New paper in Journal of Ecology

Daniela Festi works amongst the Pinus cembra populations in Innsbruck in 2018

Our paper on the variations of UV-B absorbing compounds along elevation gradients has recently been published online in Journal of EcologyIn this study, as part of the Research Council of Norway funded PollChem project, we sampled pollen from pine trees from 5 different populations of elevation gradients in Europe.

Our goal was to investigate whether a single relationship between UV-B absorbing compounds and UV-B radiation could be observed across all sites, or whether the statistical models we used to describe this relationship needed to account for population-level variation. We also tested whether the results of the models changed as we varied the exposure length of UV-B radiation, investigating the optimal window of response.

The main result from the paper can be seen below. We found that population-level variation was important to consider when explaining the relationship in question, and that the optimal temporal window of response was somewhere between 12-19 days (depending on the model that was ultimately used). Although the overall relationship between UV-B absorbing compounds and UV-B radiation was positive, we found similar support for models which allowed for the same relationship across populations (but with a change in intercept), or models which enabled different relationships per population.

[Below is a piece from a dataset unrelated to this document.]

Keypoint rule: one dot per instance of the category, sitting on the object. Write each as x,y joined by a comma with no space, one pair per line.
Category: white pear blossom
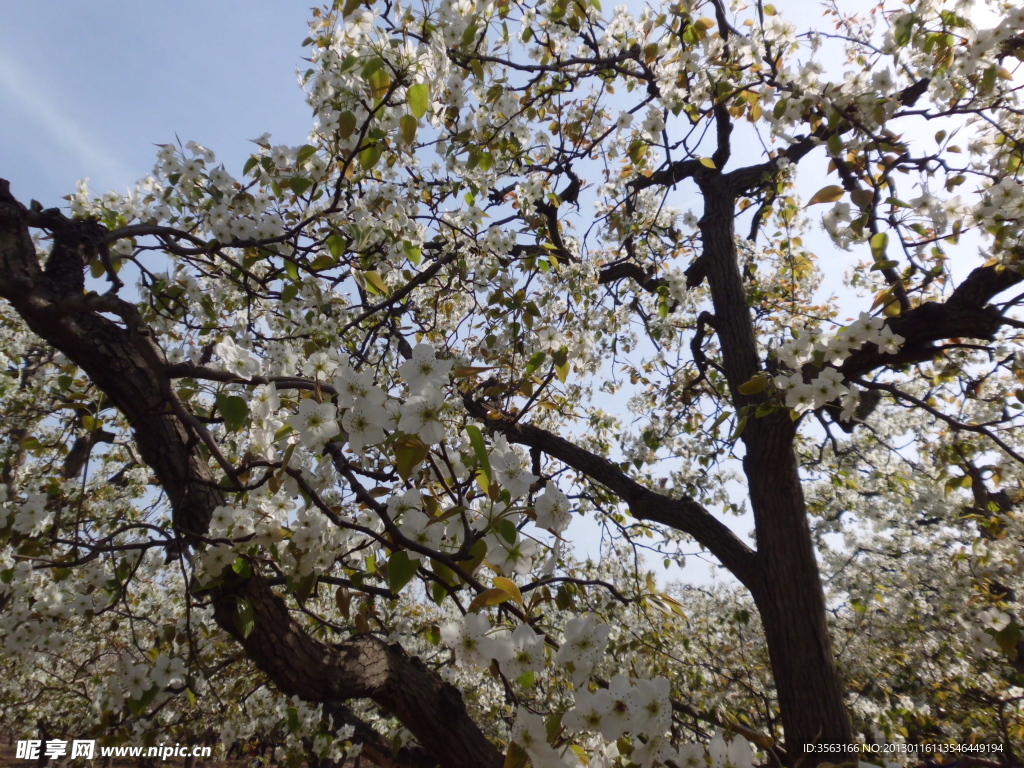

Moving forward it will be important to determine how much variation there is between more populations and across multiple years, and also to understand the cause of this variation between populations. This will determine whether reconstruction models should be focused on populations located close by to the reconstruction site, or whether integrated calibration models composed on multiple populations can be used.

Figure 2 from the Seddon et al. 2021. Akaike Information Criterion scores to show the best model (lower is better) plotted against different UV-B exposure times to identify the best models with population or subgenus level effects. (a) Exposure to unweighted UV-B radiation. (b) Exposure to UV-B radiation weighted by the plant-growth action spectrum. The results clearly show the importance of incorporating population-level effects into the models to describe the relationship between UV-B radiation and UV-B absorbing compounds in pollen.